COURT OF APPEAL, CIVIL DIVISION

Society of Lloyd’s v Henderson and others

[2007] All ER (D) 446 (Jul)

DATES: 27 JULY 2007

HEADNOTE: The Names sought to amend their pleadings to include a claim of misfeasance in public office on the part of Lloyd’s. The application was dismissed as part of a number of rulings given in the proceedings. The judge was of the opinion that Lloyd’s was not a public officer and thus could not be the subject of a claim for misfeasance in public office. The Names appealed to the Court of Appeal.

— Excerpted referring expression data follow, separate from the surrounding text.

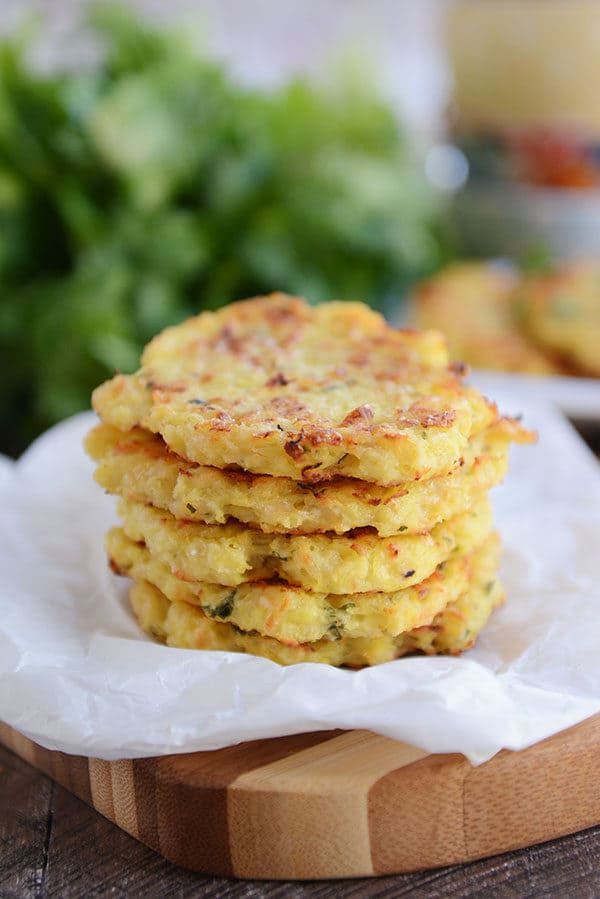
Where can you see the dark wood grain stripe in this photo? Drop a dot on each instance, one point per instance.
(182, 799)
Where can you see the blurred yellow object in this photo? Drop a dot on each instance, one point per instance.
(561, 311)
(471, 302)
(542, 323)
(520, 63)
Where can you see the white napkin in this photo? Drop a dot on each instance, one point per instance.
(76, 673)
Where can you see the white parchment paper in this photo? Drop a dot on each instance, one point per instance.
(76, 674)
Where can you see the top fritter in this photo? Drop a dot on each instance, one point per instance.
(274, 386)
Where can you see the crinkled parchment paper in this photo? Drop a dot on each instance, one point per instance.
(77, 675)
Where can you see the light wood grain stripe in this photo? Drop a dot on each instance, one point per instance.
(101, 787)
(306, 816)
(123, 792)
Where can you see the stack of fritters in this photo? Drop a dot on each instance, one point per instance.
(305, 484)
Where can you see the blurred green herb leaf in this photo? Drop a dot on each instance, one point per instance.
(151, 185)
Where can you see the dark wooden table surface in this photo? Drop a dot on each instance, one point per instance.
(53, 845)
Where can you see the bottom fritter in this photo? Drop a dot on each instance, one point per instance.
(453, 630)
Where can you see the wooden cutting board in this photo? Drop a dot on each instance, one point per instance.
(336, 804)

The Names contended, inter alia, that the powers of the Council of Lloyd’s in relation to the affairs of members, and the special position that Lloyd’s held under the Insurance Companies Acts, indicated that it was a regulator of at least the part of the insurance market occupied by Lloyd’s underwriting, and thus performed public functions, which in turn indicated that it was a public body for the purposes of the tort of misfeasance in public office. The names also relied on s 6(3)(b) of the Human Rights Act 1998 to argue that as a public authority under s 6 of the Act could include a body only some of whose functions were of a public nature, it followed that the fact that some of its functions were not, on any view, public did not affect the status of Lloyd’s as a public officer.

COUNSEL: David Foxton QC (instructed by Freshfields Bruckhaus Deringer) for Lloyd’s; Three Names appeared in person; Phillip Jenkins (instructed by Grower Freeman) for the remaining Names.

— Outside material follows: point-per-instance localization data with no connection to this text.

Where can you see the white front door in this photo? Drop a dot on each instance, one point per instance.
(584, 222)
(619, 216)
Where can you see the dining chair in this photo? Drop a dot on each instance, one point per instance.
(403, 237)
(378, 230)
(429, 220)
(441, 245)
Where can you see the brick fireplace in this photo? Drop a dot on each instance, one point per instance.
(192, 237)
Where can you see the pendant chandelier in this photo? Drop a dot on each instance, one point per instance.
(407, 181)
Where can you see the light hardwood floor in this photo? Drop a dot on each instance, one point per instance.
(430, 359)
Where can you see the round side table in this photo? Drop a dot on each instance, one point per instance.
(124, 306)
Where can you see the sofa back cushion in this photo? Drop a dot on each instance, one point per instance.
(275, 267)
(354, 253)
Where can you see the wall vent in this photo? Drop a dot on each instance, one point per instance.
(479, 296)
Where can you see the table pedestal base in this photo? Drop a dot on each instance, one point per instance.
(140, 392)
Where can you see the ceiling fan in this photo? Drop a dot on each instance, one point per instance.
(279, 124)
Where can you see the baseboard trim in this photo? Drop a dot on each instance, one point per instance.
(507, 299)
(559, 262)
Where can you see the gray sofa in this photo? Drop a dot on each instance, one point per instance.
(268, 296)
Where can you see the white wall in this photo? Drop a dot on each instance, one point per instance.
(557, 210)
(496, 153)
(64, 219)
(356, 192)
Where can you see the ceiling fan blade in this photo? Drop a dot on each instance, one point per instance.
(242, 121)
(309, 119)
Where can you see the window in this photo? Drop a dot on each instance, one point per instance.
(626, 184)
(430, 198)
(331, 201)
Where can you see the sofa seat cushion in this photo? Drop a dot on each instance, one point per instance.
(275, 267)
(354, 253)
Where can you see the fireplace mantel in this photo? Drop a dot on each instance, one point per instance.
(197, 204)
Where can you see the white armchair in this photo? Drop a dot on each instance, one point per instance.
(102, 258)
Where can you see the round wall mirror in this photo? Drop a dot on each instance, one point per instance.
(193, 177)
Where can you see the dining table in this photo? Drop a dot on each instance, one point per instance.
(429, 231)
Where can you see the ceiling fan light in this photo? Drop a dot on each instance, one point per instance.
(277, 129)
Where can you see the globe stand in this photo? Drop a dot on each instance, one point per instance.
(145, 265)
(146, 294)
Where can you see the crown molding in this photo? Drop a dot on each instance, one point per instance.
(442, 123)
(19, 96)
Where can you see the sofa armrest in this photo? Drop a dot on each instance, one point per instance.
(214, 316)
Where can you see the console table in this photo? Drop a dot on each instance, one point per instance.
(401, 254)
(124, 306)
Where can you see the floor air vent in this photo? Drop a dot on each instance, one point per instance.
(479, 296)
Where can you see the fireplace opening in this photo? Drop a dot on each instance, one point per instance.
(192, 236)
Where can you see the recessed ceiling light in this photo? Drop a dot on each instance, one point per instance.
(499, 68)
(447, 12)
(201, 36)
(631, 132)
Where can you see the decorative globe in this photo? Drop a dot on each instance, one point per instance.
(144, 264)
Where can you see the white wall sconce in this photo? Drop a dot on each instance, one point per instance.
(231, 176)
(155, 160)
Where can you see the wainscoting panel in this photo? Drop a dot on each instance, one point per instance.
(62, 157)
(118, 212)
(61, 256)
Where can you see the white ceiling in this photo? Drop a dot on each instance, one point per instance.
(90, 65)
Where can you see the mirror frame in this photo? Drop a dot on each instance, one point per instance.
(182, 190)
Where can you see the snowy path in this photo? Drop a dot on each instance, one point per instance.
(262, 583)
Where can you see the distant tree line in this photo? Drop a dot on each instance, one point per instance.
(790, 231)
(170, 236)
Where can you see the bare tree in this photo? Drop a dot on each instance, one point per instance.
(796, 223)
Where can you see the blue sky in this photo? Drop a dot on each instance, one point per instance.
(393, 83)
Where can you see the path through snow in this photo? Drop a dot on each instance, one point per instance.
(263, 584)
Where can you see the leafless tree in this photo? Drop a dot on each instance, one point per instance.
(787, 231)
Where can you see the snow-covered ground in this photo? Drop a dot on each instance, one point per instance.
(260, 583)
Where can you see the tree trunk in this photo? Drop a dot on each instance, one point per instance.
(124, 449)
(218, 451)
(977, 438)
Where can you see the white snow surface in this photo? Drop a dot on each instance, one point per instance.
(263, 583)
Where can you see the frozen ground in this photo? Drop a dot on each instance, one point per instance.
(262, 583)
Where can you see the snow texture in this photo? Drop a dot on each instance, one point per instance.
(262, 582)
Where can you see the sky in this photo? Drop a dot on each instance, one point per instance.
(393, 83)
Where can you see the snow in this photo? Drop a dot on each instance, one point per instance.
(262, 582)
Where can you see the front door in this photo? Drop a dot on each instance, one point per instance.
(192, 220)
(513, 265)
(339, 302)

PANEL: BUXTON, SMITH AND MOORE-BICK LJJ

DISPOSITION: The appeal would be dismissed.

Lloyd’s was not a public officer for the purposes of the tort of misfeasance in public office. The public interest in the Lloyd’s insurance market being properly regulated did not make Lloyd’s the regulator, much less a public body. Further, the structure and operations of Lloyd’s, and the management of the affairs of Lloyd’s, was an exercise in commerce, not an exercise in government, however that latter expression was understood. Section 6 of the 1998 Act was irrelevant to the issue in question because whether a body was a public officer under the tort turned on what the body was, and not on what it happened to be doing for the moment.

The requirement that the subject of misfeasance in public office should be a governmental body derived from the very nature of the tort. None of the guidance on the tort in previous authorities made sense, save in relation to bodies that had been given governmental powers, namely the power to interfere with the way in which other citizens wished to conduct their affairs. That could not possibly be said of a commercial operation like Lloyd’s, which was concerned with the internal commercial interests of its own members.

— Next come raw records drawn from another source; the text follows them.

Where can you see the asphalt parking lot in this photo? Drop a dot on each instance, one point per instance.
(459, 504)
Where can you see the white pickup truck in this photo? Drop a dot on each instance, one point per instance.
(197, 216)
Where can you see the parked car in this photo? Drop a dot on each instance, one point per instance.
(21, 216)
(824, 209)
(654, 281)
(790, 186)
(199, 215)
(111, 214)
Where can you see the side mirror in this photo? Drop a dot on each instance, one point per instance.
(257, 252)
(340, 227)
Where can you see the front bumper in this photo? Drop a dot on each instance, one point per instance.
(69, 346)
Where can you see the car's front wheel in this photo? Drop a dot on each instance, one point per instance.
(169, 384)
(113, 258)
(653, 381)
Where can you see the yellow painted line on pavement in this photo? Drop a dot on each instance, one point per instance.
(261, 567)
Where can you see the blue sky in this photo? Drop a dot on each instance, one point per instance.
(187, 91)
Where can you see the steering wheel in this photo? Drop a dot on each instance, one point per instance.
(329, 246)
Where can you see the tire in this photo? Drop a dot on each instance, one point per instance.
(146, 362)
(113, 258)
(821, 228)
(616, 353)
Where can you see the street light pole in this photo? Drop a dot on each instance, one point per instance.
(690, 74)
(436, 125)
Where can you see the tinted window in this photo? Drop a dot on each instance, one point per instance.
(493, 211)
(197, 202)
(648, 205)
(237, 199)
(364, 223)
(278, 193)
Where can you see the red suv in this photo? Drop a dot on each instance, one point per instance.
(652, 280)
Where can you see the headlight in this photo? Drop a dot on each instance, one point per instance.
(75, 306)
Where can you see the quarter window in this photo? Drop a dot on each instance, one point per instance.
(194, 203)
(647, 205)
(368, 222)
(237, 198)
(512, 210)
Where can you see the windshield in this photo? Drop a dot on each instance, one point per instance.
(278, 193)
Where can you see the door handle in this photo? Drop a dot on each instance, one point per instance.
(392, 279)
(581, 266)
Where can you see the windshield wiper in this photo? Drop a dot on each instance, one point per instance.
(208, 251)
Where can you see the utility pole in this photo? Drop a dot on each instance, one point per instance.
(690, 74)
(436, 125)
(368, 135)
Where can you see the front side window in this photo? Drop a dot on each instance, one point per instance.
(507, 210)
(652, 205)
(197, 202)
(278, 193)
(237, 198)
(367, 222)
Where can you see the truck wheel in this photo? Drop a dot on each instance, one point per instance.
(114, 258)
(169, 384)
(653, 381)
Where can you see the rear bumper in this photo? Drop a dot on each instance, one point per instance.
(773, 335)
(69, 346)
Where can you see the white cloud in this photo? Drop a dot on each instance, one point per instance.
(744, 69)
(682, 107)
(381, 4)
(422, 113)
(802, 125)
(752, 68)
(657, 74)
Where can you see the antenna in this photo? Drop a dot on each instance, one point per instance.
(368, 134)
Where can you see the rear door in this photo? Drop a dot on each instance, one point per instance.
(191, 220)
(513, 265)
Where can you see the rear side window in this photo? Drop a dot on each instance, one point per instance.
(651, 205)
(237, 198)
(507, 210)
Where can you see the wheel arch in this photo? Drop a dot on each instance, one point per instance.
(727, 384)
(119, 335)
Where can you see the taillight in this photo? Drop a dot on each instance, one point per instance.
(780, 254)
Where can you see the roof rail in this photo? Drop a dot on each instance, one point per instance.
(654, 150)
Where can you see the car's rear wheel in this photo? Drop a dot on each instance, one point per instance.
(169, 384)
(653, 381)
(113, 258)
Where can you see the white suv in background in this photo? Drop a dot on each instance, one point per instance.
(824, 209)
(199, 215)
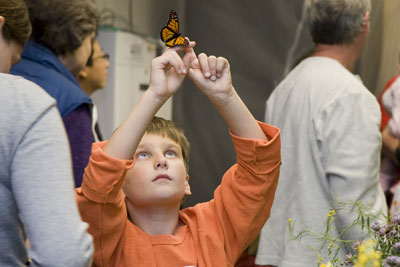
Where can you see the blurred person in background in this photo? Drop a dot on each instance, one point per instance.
(36, 182)
(60, 45)
(94, 77)
(331, 141)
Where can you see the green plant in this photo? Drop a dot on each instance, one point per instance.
(382, 248)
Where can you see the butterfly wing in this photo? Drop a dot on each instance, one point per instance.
(180, 41)
(173, 22)
(170, 34)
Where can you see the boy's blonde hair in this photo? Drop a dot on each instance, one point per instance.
(167, 128)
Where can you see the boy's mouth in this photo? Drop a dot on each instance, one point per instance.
(162, 176)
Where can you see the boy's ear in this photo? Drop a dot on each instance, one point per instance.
(187, 186)
(82, 74)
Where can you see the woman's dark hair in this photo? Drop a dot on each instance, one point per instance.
(62, 25)
(17, 26)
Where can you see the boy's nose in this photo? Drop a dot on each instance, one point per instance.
(161, 162)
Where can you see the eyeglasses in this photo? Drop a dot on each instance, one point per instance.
(105, 56)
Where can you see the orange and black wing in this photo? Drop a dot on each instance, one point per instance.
(170, 34)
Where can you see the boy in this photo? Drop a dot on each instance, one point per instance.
(142, 224)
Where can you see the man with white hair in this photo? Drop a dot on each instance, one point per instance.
(331, 142)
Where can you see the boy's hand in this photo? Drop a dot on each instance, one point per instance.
(212, 76)
(169, 70)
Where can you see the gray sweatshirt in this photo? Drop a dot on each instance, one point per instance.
(36, 182)
(331, 146)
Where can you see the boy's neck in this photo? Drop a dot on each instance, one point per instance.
(155, 220)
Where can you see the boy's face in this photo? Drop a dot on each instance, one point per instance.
(158, 175)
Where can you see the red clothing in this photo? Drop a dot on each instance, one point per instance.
(385, 116)
(213, 234)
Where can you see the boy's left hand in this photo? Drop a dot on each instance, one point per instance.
(212, 76)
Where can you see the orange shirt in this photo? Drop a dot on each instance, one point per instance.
(213, 234)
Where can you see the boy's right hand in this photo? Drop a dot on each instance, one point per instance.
(169, 70)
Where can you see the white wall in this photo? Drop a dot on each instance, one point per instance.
(148, 16)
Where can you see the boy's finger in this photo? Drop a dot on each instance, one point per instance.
(212, 63)
(222, 63)
(175, 61)
(203, 62)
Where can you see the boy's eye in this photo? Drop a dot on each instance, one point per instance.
(170, 154)
(142, 155)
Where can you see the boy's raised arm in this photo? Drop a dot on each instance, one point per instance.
(213, 77)
(167, 74)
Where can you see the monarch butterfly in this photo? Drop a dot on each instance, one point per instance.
(170, 34)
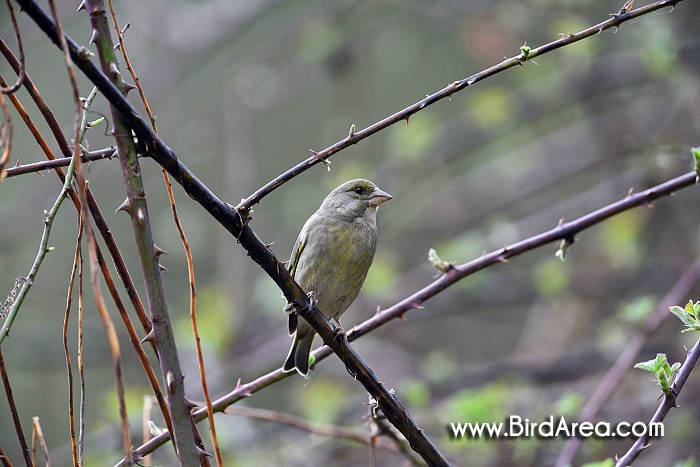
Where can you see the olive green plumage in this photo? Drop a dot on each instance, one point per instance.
(331, 257)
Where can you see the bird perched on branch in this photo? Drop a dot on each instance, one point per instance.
(331, 257)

Gershmann v Manitoba Vegetable Producers Marketing Board (1976) 69 DLR (3d) 114 at 123, Three Rivers DC v Bank of England [2000] 3 All ER 1, Ammoo-Gottfried v Legal Aid Board (unreported, 1 December 2000) and R (on the application of West) v Lloyd’s of London [2004] 3 All ER 251 at [38-9] applied; R v Lloyd’s of London, ex p Briggs [1993] 1 Lloyd’s LR 176 at 185 and R (on the application of West) v Lloyd#146;s of London [2004] 3 All ER 251 considered.

Decision of Andrew Smith J [2005] All ER (D) 155 (May) affirmed.